Could someone help me out?
I have been away for 2 years now and i come back to modding.
All my posts are gone though i had been answered to my problem here 2 years ago.
Now i dont remember the solution n cannot fix it.
When i am landscape editing in a snowy region, i cannot see the actual height of the small bumps on the snowy surface.
if i open the lights, it is all bright white (cant see the shadows) but if i turn off the lights, then the sky is too dark to work. i mean it is like afternoon-evening.

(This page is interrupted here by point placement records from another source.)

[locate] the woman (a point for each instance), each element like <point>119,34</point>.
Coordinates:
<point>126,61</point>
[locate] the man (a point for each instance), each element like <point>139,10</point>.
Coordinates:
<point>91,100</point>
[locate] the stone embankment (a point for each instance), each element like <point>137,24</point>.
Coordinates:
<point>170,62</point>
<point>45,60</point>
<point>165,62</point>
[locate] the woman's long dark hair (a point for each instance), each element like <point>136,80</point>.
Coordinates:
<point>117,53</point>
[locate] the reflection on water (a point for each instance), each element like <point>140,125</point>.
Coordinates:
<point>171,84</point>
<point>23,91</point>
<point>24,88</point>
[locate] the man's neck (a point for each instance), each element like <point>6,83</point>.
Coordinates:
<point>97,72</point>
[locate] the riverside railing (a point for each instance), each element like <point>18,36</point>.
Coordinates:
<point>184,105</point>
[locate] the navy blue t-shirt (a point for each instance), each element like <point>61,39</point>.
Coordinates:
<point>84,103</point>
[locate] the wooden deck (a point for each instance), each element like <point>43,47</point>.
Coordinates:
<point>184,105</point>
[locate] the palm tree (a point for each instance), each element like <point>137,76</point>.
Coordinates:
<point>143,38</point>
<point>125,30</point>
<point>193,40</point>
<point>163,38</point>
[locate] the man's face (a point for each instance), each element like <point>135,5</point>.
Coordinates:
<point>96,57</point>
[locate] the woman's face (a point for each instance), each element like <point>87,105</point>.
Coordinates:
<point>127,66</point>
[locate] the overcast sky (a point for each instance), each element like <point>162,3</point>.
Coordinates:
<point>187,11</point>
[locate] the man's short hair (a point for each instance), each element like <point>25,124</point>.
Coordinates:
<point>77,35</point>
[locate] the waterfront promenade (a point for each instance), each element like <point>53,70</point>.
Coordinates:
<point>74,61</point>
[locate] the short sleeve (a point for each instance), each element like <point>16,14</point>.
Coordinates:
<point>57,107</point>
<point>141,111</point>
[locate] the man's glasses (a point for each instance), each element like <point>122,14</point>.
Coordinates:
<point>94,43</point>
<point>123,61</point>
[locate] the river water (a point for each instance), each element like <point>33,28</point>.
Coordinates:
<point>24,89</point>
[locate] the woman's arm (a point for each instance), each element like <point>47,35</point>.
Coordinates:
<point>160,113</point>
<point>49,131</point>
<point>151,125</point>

I remember someone had told me to change a setting somewhere, and i remember the HDR keyword. But not quite sure since it was 2 years ago.
Could you please help?
You can sometimes get a brightness level between the default lighting and the "bright light" lighting by turning on the sky (cloud button next to the light), but this can also make things worse if the weather region is a cloudy one. Setting your display brightness or gamma correction down within your graphics card options often works better at toning down the brightness.
The other option is to place large radius light sources in the areas you're editing, like ARWhiteIntense1800. As long as it's not too far away, or too close, it should add some contrast.
Ultimately, you just need to do your best to read things by using the circle outline of the landscape tool to hint at any high parts, and to lots and lots of panning around to smooth out those areas. Most of it is just because the texture is such a solid white, so under any consistent light, it just looks flat.
Making a modified texture override for snow, with an obvious grid pattern would solve the problem, but is a bit of an excessive solution.
This is all part of the reason why I havn't gotten to my own arctic area yet... Too easy to become snowblind.